AM: What is your favorite song?

SB: It was really close this time around. Got it down to Grey Area and Hug Me and then had to play both on loop for about 20 minutes to decide. In the end, got to give it to Grey Area cause it just puts me in a vibe that I'm thoroughly enjoying right now. 

AM: Have you heard any of these tracks before?

SB: This one I'm really mad about. The only one I've heard is The Carol In Her Eyes. It was the 17th and last cut song on my March playlist and I am so very much regretting it right now. It's such a weird, melodic, beautiful song that I'm so disappointed in myself. But a huge nod to you and glad they made it to a KC list!

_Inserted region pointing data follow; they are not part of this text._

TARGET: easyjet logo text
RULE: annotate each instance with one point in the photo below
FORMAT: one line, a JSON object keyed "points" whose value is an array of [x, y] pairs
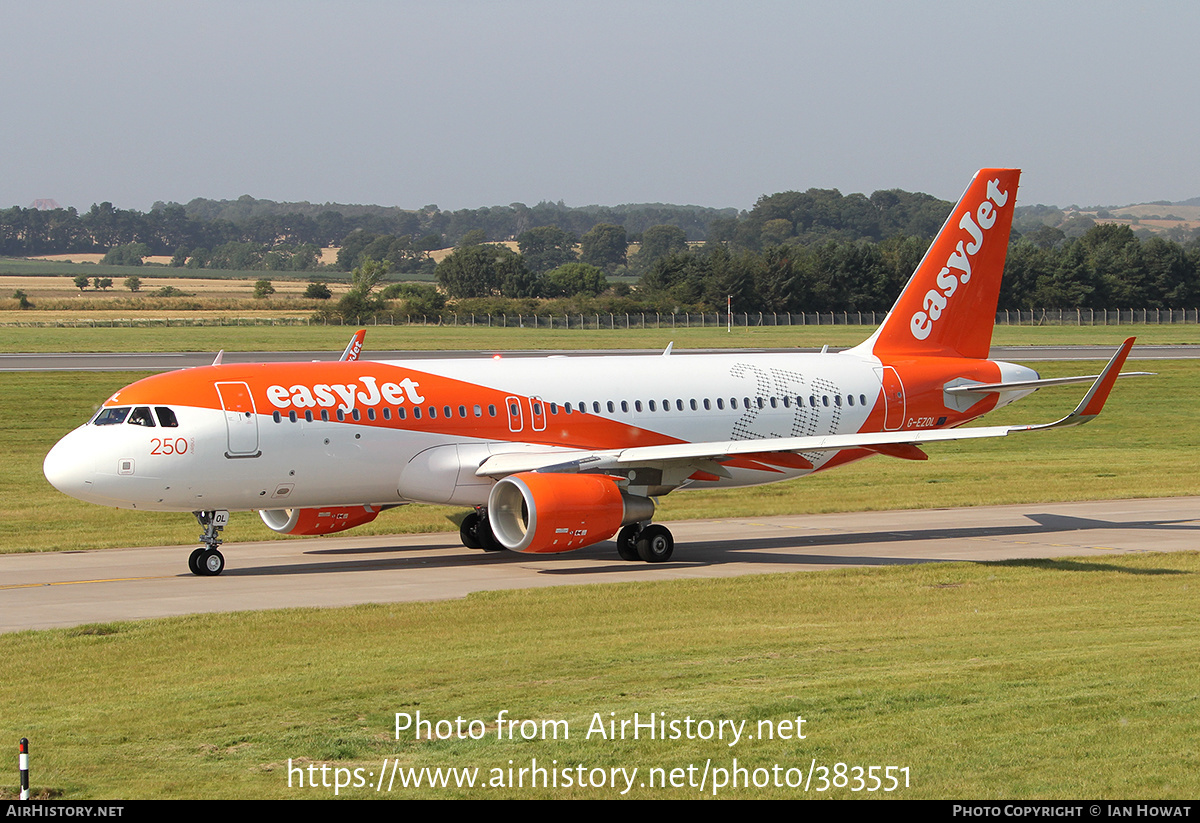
{"points": [[369, 391], [958, 265]]}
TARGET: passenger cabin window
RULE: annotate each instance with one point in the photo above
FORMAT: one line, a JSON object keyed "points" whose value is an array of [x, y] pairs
{"points": [[141, 416]]}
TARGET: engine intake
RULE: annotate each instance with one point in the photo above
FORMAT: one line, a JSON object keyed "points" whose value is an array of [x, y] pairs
{"points": [[550, 512]]}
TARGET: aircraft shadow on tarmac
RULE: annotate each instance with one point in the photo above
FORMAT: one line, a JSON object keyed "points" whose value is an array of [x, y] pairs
{"points": [[767, 551]]}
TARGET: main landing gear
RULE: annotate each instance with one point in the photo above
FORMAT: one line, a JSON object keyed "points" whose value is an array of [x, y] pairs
{"points": [[636, 541], [477, 533], [207, 560], [652, 542]]}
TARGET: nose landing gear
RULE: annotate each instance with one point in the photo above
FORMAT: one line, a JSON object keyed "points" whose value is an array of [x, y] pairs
{"points": [[207, 560]]}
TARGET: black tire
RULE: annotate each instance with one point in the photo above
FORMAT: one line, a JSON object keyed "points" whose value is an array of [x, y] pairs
{"points": [[487, 540], [627, 542], [468, 532], [193, 562], [211, 563], [655, 544]]}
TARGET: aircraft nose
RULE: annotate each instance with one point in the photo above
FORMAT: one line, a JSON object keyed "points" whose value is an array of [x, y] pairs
{"points": [[66, 469]]}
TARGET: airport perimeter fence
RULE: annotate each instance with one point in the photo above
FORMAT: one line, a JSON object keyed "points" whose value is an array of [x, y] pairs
{"points": [[1067, 317]]}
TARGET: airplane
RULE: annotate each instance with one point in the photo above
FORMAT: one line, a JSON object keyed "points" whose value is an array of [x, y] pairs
{"points": [[556, 454]]}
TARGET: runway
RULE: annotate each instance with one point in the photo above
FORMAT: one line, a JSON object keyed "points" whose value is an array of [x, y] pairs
{"points": [[70, 588]]}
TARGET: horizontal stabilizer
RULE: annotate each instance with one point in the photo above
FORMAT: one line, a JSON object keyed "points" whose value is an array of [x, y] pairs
{"points": [[895, 444]]}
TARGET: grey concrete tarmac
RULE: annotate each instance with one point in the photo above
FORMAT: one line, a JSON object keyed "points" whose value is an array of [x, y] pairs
{"points": [[71, 588]]}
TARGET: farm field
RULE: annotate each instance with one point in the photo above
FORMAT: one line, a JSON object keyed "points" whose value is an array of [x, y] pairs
{"points": [[151, 332], [982, 680], [1057, 679], [1128, 451]]}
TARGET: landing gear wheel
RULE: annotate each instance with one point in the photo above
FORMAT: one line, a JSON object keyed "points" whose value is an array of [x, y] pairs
{"points": [[468, 532], [477, 533], [211, 563], [655, 544], [193, 562], [207, 560], [627, 542]]}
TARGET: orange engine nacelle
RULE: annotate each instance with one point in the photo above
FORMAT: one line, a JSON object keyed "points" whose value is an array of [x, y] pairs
{"points": [[317, 521], [559, 512]]}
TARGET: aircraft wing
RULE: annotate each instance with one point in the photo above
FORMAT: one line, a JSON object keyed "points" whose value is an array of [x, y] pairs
{"points": [[708, 456]]}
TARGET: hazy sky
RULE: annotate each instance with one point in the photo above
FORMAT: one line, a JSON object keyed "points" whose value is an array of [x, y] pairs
{"points": [[469, 103]]}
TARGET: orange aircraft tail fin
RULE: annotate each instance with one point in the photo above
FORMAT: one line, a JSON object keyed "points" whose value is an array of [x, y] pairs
{"points": [[948, 306]]}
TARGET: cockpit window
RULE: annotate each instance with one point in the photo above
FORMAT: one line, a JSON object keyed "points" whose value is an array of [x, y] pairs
{"points": [[141, 416], [112, 416]]}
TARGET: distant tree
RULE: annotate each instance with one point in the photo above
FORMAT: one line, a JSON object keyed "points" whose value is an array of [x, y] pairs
{"points": [[546, 247], [130, 254], [605, 246], [473, 238], [419, 298], [360, 301], [481, 271], [574, 278], [318, 292], [658, 241]]}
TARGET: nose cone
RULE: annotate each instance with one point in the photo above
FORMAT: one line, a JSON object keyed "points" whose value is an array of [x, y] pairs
{"points": [[69, 468]]}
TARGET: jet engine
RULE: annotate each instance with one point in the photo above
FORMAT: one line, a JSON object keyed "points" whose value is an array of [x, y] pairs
{"points": [[317, 521], [546, 512]]}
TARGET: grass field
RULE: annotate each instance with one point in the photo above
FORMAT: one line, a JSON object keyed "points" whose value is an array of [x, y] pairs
{"points": [[160, 337], [994, 680], [1127, 452]]}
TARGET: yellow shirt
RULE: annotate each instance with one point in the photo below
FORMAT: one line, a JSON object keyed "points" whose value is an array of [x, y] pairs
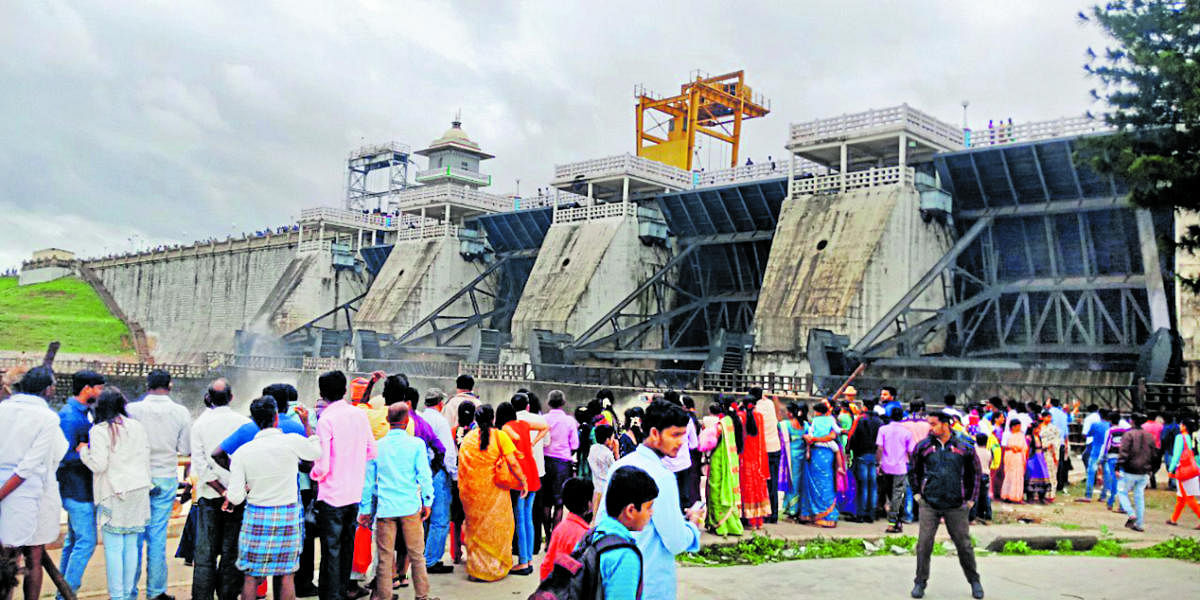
{"points": [[377, 418]]}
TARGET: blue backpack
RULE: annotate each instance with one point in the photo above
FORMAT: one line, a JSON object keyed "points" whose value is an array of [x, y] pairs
{"points": [[577, 576]]}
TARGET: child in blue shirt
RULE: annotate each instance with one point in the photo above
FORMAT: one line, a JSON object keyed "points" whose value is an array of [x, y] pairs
{"points": [[629, 504]]}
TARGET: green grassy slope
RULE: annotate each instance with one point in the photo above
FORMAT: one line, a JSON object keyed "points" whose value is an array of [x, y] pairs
{"points": [[66, 310]]}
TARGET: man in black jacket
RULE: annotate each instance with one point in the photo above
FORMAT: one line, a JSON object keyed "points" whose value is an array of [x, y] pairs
{"points": [[945, 478]]}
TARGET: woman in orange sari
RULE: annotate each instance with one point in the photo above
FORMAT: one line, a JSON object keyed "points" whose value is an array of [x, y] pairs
{"points": [[753, 467], [489, 525]]}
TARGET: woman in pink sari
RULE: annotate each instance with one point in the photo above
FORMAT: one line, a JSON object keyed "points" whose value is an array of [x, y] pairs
{"points": [[1015, 450]]}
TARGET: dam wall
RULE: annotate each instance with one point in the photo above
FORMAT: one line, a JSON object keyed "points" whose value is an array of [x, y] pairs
{"points": [[840, 262], [190, 300], [419, 276], [583, 269]]}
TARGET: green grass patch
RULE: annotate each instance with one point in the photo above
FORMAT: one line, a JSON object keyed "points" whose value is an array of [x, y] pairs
{"points": [[762, 549], [66, 310], [1182, 549]]}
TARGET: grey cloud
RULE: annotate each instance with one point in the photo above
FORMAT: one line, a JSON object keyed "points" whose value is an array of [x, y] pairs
{"points": [[178, 120]]}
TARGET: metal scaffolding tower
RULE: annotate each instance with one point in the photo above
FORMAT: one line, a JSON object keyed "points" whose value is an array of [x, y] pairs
{"points": [[393, 156]]}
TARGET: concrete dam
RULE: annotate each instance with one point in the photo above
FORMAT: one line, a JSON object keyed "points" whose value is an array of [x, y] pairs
{"points": [[886, 237]]}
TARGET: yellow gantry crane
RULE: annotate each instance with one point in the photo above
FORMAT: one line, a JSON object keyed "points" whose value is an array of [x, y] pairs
{"points": [[713, 106]]}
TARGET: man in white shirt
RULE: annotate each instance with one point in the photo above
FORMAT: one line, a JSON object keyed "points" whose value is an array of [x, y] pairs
{"points": [[444, 478], [216, 531], [769, 412], [169, 427], [31, 444], [263, 473]]}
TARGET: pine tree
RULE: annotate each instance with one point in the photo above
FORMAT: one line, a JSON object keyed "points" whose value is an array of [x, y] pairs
{"points": [[1150, 79]]}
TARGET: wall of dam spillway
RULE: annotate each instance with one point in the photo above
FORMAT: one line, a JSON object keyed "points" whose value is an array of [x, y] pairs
{"points": [[191, 300], [418, 276], [840, 262], [583, 269]]}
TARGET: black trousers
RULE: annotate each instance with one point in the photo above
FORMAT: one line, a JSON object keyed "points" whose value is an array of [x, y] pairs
{"points": [[773, 485], [336, 527], [307, 547], [216, 551], [960, 533]]}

AM: If you could take a top notch, lights out lecture course featuring one genre of music, which genre would it be? Follow up, who alive in music today would you want to teach it?

SB: I feel like you already know the answer to this and I'm going to do my best not to launch into a 20-paragraph obsessive monologue. The first answer would be electronic music, mostly because it's something that I think I could eventually achieve on my own in the late nights while the city sleeps. Side note, I'm planning on getting FL Studio in the near future and starting to dabble in beat making. Stay tuned for that.

Who would I want to teach the class? Well, Thomas and Guy-Manuel of Daft Punk, of course. Not just because I'm obsessed with their music, but mostly because their music technically sits within Electronic, but they pull inspiration (and sounds) from all genres and all decades, so if they were to teach me, it would be a much more wholistic approach rather than someone who's just been producing 3-layer 808 loops for a few years.